# SuanShu, a Java numerical and statistical library

com.numericalmethod.suanshu.stats.pca

## Interface PCA

• All Known Implementing Classes:
PCAbyEigen, PCAbySVD

public interface PCA
Principal Component Analysis (PCA) is a mathematical procedure that uses an orthogonal transformation to convert a set of observations of possibly correlated variables into a set of values of uncorrelated variables called principal components. The number of principal components is less than or equal to the number of original variables. This transformation is defined in such a way that the first principal component has as high a variance as possible (that is, accounts for as much of the variability in the data as possible), and each succeeding component in turn has the highest variance possible under the constraint that it be orthogonal to (uncorrelated with) the preceding components.

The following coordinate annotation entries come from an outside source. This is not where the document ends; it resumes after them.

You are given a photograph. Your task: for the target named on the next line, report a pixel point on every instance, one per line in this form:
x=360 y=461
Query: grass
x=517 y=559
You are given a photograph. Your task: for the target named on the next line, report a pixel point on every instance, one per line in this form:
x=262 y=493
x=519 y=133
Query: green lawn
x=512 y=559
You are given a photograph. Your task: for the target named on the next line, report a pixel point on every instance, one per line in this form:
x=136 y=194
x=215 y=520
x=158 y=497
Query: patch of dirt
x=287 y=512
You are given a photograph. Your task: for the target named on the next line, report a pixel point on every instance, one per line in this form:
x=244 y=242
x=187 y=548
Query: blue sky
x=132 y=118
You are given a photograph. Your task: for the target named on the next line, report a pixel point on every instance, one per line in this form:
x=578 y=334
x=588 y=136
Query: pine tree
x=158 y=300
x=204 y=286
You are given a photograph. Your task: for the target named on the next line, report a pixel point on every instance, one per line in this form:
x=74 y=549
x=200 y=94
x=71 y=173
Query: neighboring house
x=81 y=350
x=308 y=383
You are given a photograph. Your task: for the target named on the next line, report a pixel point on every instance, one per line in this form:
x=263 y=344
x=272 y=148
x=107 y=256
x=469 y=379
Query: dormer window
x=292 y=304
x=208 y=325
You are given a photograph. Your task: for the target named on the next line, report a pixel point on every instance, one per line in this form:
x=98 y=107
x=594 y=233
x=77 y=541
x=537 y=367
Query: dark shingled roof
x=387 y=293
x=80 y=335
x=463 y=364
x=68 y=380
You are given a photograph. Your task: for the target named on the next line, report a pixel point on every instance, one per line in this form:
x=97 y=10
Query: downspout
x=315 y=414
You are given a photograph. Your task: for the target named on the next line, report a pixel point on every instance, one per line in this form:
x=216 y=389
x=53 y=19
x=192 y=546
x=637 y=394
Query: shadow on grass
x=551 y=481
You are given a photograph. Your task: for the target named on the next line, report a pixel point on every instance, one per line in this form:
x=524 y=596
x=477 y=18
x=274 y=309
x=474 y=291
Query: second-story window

Principal components are guaranteed to be independent only if the data set is jointly normally distributed.
• K. V. Mardia, J. T. Kent and J. M. Bibby, "Multivariate Analysis," London, Academic Press, 1979.
• W. N. Venables and B. D. Ripley, "Modern Applied Statistics with S," New York, Springer-Verlag, 2002.
• Wikipedia: Principal component analysis
• ### Method Summary

All Methods
Modifier and Type Method and Description
Vector cumulativeProportionVar()
Gets the cumulative proportion of overall variance explained by the principal components
Vector loading(int i)
Matrix loadings()
Vector mean()
Gets the sample means that were subtracted.
int nFactors()
Gets the number of variables in the original data.
int nObs()
Gets the number of observations in the original data; sample size.
Vector proportionVar()
Gets the proportion of overall variance explained by each of the principal components.
double proportionVar(int i)
Gets the proportion of overall variance explained by the i-th principal component.
Vector scale()
Gets the scalings applied to each variable.
Matrix scores()
Gets the scores of supplied data on the principal components.
double sdPrincipalComponent(int i)
Gets the standard deviation of the i-th principal component.
Vector sdPrincipalComponents()
Gets the standard deviations of the principal components (i.e., the square roots of the eigenvalues of the correlation (or covariance) matrix).
Matrix X()
Gets the (possibly centered and/or scaled) data matrix X used for the PCA.
• ### Method Detail

• #### nObs

int nObs()
Gets the number of observations in the original data; sample size.
Returns:
nObs, the number of observations in the original data
• #### nFactors

int nFactors()
Gets the number of variables in the original data.
Returns:
nFactors, the number of variables in the original data
• #### mean

Vector mean()
Gets the sample means that were subtracted.
Returns:
the sample means of each variable in the original data
• #### scale

Vector scale()
Gets the scalings applied to each variable.
Returns:
the scalings applied to each variable in the original data
• #### X

Matrix X()
Gets the (possibly centered and/or scaled) data matrix X used for the PCA.
Returns:
the (possibly centered and/or scaled) data matrix X
• #### sdPrincipalComponents

Vector sdPrincipalComponents()
Gets the standard deviations of the principal components (i.e., the square roots of the eigenvalues of the correlation (or covariance) matrix).
Returns:
the standard deviations of the principal components
• #### sdPrincipalComponent

double sdPrincipalComponent(int i)
Gets the standard deviation of the i-th principal component.
Parameters:
i - an index, counting from 1
Returns:
the standard deviation of the i-th principal component.

Matrix loadings()
Returns:

Vector loading(int i)
Parameters:
i - an index, counting from 1
Returns:
• #### proportionVar

Vector proportionVar()
Gets the proportion of overall variance explained by each of the principal components.
Returns:
the proportion of overall variance explained by each of the principal components
• #### proportionVar

double proportionVar(int i)
Gets the proportion of overall variance explained by the i-th principal component.
Parameters:
i - an index, counting from 1
Returns:
the proportion of overall variance explained by the i-th principal component
• #### cumulativeProportionVar

Vector cumulativeProportionVar()
Gets the cumulative proportion of overall variance explained by the principal components
Returns:
the cumulative proportion of overall variance explained by the principal components
• #### scores

Matrix scores()
Gets the scores of supplied data on the principal components. The signs of the columns of the scores are arbitrary.
Returns:
the scores of supplied data on the principal components